I didn't though, so the reported thought may be an approximation.
I stand by it though. I used to love transfers and though I wasn't actually sure that they still did them until Catie bought some, I can't believe there was a time when I could have bought transfers any time I wanted (for myself, not my kids) and still didn't. 
Transfers were an occasional treat of childhood - I by no means did them regularly, but the thrill of placing figures from a sheet of plastic on to any part of a background that you thought they might go was one of life's great pleasures. Second only to placing them on a place where they definitely didn't go.
I should have woken up, gone to Amazon and bought every transfer set they have - I bet I could afford to own all of them - and spent the rest of the week doing them. But in the morning, doing transfers didn't seem as important as it had as I was falling asleep.
Don't get me wrong, It was still important, but self-consciousness had kicked in.
Ernie was delighted to get his transfers and did them straight away. He was right to be pleased. There will come a time when he is older and it's time to put away transfers. And one day, when he's 58 he might lie in bed wondering when he last did transfers and why he stopped and why he isn't spending 50% of his wages on transfers.

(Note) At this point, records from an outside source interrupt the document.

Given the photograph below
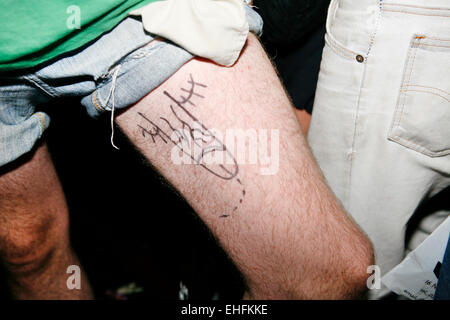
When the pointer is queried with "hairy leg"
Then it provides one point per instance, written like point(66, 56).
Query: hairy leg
point(283, 227)
point(34, 234)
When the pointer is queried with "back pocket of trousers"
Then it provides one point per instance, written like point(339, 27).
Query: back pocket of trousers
point(422, 115)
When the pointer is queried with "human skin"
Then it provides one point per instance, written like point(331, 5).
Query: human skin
point(286, 232)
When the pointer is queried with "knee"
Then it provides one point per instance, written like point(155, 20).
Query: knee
point(28, 243)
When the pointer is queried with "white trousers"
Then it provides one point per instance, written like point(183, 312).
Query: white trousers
point(381, 122)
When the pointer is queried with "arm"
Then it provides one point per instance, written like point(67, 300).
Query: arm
point(285, 231)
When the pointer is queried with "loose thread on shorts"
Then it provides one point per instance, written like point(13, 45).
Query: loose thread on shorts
point(111, 94)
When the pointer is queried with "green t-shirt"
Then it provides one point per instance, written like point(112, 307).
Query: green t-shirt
point(35, 31)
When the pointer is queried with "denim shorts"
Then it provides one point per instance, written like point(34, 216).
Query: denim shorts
point(118, 69)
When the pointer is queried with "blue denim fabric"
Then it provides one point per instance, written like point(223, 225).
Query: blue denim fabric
point(118, 69)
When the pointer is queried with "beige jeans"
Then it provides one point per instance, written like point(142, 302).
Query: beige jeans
point(380, 129)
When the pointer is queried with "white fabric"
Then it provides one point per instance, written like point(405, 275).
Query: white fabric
point(213, 29)
point(380, 128)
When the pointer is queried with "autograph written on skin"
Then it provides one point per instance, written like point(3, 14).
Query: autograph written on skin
point(181, 128)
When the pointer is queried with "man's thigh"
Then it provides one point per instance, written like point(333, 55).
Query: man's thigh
point(33, 212)
point(229, 141)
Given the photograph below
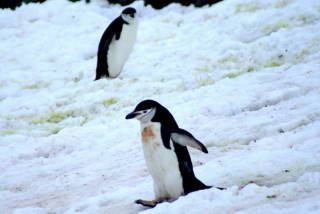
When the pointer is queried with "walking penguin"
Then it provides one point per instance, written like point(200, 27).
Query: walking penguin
point(116, 44)
point(165, 152)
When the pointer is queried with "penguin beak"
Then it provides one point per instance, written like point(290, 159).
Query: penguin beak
point(132, 115)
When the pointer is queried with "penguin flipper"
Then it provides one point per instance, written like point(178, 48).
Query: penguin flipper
point(102, 66)
point(184, 138)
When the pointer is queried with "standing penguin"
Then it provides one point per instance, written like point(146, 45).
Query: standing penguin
point(116, 44)
point(167, 157)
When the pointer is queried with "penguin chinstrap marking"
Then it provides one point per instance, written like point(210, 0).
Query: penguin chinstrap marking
point(165, 151)
point(116, 44)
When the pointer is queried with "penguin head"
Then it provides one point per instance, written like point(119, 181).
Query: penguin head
point(150, 110)
point(129, 14)
point(144, 111)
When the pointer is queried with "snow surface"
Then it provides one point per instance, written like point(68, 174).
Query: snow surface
point(242, 76)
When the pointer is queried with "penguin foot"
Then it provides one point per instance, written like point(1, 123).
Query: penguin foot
point(147, 203)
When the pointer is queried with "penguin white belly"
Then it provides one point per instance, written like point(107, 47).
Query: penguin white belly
point(119, 50)
point(162, 163)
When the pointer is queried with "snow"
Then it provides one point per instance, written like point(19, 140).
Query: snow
point(242, 76)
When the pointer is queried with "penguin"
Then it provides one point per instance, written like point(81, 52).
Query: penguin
point(116, 44)
point(165, 151)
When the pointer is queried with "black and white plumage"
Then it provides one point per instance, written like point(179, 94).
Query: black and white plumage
point(167, 157)
point(116, 44)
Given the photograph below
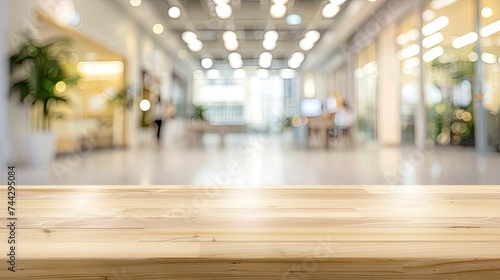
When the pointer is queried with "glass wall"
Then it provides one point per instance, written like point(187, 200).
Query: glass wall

And he won't have the answer.
Thanks very much to Substack subscriber 
GoldmanT  who (within about half an hour of me publishing yesterday's blog) commented,
"Due to the marvel that is public records and genealogy 
websites, I can confirm that Margaret (and likely Mary) was a spinster. 
She was born in St Petersburg, Russia, to Scottish parents, both of whom died when she was aged 37. Her younger siblings and some nieces and nephews were born in Russia so seems like the family were established there for a while. And Margaret and Mary must have had a lovely trip to Finland in 1920, aged 60, as they were recorded re-entering Southampton via Copenhagen. Or perhaps the Arctic cold is what finished Margaret off, as she died four weeks later.
Who knows what a Scottish family were doing in St Petersburg - maybe you were drawn to the gravestone of someone who actually spoke to Rasputin....
If the trip from Finland was actually the return from Russia then it's possible that Mary and Margaret met Rasputin and vaguely possible that they were drawn in by his sexual magnetism and had relations with him (though they'd have been in their fifties by then and we all know that it's disgusting if anyone in their fifties has sex - although I don't think Rasputin was that fussy).
Anyway with readers like this (and others also provided me with the same info) it's possible that the Richard Herring show "Who Do I Think They Are?" could come to fruition. Which Hitchin stiff shall we do next? If you have any more info on the sisters then do let me know!
The internet can be beautiful, my friends. Imagine if we used it for education and coming closer together, rather than racism and trying to destroy the planet Earth.